Таким образом, представление о структурном характере взаимоотношений мира богов и мира людей позволяет определять исторический тип античного символизма как символизма структурного.
Античный стиль символики, в свою очередь, формируется из определенных представлений эпохи. Здесь следует указать на то, как понималась в это время цель символического познания, и какую роль, при этом отводилась искусству. Уже в отношении искусства античный стиль символики вырастает из понимания сущности искусства, где значимыми оказываются представления о мимесисе, о различении мастерства и вдохновения, о художественном вымысле, о порождающем принципе, о соотношении духовного и вещественного.
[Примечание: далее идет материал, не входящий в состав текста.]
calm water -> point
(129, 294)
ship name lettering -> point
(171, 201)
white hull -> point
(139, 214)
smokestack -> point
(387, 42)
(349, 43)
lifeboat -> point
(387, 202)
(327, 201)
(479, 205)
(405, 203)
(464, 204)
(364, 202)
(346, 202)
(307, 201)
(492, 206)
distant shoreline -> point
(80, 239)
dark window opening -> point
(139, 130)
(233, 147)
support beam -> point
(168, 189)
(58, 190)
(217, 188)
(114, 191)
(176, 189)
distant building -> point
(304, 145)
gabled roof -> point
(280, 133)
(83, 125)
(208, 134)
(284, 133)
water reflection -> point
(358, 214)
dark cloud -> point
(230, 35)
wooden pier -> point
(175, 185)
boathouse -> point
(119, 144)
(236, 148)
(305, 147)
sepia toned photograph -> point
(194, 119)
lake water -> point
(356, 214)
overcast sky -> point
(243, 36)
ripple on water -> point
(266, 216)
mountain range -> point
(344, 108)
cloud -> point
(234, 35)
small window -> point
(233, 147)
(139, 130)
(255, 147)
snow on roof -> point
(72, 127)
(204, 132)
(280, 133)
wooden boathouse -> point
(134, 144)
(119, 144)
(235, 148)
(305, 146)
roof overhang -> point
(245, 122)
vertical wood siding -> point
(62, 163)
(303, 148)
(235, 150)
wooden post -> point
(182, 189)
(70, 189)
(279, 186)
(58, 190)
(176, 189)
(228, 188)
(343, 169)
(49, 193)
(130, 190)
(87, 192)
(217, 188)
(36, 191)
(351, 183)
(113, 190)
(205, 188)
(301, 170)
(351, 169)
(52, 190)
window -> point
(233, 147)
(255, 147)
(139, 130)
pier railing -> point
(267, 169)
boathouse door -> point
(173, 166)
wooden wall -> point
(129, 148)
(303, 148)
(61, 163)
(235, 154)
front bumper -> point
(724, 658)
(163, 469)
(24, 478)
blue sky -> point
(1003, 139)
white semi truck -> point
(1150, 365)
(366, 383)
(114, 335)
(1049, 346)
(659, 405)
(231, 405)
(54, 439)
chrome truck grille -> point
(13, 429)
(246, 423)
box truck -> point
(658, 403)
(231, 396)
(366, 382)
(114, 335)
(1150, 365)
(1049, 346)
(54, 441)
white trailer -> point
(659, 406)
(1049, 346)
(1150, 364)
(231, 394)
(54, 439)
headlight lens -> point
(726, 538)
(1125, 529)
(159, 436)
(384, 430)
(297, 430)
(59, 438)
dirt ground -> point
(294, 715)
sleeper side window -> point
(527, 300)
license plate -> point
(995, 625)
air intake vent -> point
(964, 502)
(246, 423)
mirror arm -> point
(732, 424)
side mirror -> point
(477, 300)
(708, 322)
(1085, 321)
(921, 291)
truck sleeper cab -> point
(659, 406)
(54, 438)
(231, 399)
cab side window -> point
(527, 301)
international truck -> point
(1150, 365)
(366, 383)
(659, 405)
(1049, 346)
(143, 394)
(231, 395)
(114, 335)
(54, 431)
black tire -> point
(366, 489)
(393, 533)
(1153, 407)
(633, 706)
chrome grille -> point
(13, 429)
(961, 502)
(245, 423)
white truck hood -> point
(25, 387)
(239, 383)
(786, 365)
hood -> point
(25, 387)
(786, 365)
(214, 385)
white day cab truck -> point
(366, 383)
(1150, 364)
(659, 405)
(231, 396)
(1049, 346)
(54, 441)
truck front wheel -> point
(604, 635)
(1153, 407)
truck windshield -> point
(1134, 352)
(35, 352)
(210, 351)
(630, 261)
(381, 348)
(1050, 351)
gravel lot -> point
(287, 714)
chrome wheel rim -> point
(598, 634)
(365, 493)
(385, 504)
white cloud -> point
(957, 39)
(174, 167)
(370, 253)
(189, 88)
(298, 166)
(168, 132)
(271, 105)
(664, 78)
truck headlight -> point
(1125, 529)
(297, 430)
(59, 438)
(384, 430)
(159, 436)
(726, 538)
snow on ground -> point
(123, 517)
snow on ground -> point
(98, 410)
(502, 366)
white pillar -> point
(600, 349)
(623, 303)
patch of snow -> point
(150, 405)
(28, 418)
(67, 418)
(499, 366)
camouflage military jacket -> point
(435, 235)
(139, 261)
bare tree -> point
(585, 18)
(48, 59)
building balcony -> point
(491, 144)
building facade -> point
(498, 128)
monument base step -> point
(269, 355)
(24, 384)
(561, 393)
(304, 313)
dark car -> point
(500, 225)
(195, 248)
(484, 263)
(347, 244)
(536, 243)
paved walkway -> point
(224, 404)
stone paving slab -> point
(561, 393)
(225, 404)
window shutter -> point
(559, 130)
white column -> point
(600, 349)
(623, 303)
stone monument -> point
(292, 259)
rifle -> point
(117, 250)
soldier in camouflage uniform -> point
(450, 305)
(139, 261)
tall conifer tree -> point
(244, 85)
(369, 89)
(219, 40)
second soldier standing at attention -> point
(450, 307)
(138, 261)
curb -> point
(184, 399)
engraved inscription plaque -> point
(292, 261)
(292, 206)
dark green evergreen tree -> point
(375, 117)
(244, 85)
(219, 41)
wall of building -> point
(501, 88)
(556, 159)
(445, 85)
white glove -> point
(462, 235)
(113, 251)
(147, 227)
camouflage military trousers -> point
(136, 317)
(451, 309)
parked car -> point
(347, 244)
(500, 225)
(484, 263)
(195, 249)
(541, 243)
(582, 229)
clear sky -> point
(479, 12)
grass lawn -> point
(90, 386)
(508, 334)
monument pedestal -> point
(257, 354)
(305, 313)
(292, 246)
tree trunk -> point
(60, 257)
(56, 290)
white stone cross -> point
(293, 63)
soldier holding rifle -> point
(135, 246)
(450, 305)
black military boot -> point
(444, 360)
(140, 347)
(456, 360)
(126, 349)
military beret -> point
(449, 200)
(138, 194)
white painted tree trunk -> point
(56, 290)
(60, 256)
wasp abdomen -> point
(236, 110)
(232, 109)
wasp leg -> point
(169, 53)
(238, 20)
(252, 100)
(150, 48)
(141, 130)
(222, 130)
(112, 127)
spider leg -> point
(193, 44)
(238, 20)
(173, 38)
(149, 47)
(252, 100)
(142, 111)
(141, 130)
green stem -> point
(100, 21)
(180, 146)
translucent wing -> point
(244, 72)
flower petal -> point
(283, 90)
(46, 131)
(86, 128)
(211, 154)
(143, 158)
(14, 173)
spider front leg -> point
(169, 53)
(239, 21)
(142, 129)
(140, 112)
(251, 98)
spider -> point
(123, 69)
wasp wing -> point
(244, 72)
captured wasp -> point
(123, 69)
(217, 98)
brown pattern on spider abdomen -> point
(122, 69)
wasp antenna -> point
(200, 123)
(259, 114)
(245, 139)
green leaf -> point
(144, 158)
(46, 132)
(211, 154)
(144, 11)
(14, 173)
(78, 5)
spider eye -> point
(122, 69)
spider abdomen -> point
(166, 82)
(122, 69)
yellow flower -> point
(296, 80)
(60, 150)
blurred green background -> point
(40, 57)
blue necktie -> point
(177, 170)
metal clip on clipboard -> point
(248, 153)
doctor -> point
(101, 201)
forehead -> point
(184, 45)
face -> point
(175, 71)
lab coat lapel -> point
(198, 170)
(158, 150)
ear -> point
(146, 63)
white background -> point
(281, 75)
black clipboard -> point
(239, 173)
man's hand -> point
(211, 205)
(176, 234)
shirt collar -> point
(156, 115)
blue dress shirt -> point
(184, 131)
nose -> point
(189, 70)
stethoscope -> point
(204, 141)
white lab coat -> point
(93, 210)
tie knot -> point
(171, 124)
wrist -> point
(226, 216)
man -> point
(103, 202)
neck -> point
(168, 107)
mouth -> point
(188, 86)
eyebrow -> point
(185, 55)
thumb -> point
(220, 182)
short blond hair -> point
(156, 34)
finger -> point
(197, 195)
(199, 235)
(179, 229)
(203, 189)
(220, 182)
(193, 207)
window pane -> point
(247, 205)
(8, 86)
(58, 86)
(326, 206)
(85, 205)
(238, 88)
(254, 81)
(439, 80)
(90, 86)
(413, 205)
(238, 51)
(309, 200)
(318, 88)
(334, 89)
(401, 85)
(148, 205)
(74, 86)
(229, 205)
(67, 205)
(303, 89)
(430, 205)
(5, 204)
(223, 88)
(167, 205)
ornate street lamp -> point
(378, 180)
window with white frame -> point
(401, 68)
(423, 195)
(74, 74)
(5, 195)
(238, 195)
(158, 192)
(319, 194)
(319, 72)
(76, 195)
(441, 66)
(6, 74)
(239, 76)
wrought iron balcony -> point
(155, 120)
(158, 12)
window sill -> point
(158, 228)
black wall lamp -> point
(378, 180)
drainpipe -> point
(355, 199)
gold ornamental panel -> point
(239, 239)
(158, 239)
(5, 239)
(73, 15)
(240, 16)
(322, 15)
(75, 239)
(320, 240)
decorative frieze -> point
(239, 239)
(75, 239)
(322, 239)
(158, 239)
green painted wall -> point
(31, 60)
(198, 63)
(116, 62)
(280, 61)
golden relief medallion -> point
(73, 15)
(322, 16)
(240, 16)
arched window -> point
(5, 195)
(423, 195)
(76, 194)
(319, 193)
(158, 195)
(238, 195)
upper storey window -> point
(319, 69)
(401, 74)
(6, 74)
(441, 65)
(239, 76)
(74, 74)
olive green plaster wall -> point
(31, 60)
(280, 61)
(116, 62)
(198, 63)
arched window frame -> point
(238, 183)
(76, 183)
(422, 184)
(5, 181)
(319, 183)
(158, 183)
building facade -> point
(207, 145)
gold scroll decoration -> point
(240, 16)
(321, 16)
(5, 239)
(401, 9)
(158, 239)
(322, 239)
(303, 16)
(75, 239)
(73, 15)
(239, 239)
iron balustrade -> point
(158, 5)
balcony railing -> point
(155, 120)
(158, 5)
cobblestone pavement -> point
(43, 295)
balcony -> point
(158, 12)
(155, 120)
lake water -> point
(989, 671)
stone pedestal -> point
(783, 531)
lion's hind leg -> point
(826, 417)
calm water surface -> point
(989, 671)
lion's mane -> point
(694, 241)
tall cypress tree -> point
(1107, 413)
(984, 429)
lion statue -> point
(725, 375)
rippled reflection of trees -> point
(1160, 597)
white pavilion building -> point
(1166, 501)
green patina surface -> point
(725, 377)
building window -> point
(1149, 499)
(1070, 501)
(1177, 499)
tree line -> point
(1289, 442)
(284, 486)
Через символическое миросозерцание, по слову неоплатоника Прокла, изъясняется «истина вещей» [Прокл, 2012, 179]. То есть цель символического познания – выявление сущности дела. В связи с этим, большую значимость для человека имела способность символического толкования проявлений в потоке жизненных событий чего-то общего, принципиального, судьбоносного, вечного. Познание сущности вещей, в свою очередь, позволяет человеку узнать свою судьбу, корни которой произрастают в сфере умопостигаемого.
Особая роль в толковании символов отводилась искусству. А так как в античности символическое толкование зачастую связано с предсказанием, то и зарождение искусства, символичного по своей природе, возводят к пифической практике храмовой поэзии: «Над отверстием пещеры стоит высокий треножник, на который всходит пифия и, вдыхая пары, изрекает предсказания в стихотворной и прозаической форме; но и этим последним сообщают стихотворный размер служащие при храме поэты» [Лосев, 1996, 364].
Служащие при храме поэты не только выступали толкователями пифических прорицаний, но и сами, по представлению древних, через творчество возглашали слова богов. Н. П. Гринцер и П. А. Гринцер в книге «Становление литературной теории в Древней Греции и Индии» приводят многочисленные примеры, свидетельствующие о том, что понимание поэтической сферы как сферы сакральной у поэтов Древнего мира было преобладающим: «В результате она (речь поэта. – С. Ш.) оказывается неким промежуточным языком, языком общения между человеком и божеством, а фигура поэта в известной мере приобретает сходство с упомянутыми божествами: он становится своего рода «переводчиком» между богами и людьми» [Гринцер, 2000, 29].
Высокий – «божественный» – статус поэзии в истории античной культуры понимался различно. Изначально вдохновение и художественное умение не разделяли [Гринцер, 2000, 28]. Но затем, с развитием рассудочного мировосприятия, вдохновение и «мастерство» зачастую видятся как сферы более или менее автономные. Автономные в том смысле, что, как мы видели у Эпиктета, познавать бытие в его полноте – символически – возможно с опорой на воображение, то есть, на заложенную в человека способность, которой он может пользоваться с разной мерой мастерства. (А так как игра воображения в искусстве дает нам поэтический вымысел, то сразу встала и проблема границы между истиной и ложью. Не случайно в античности «поэтическая ложь» становится в разряд пословицы: «Много лгут поэты»).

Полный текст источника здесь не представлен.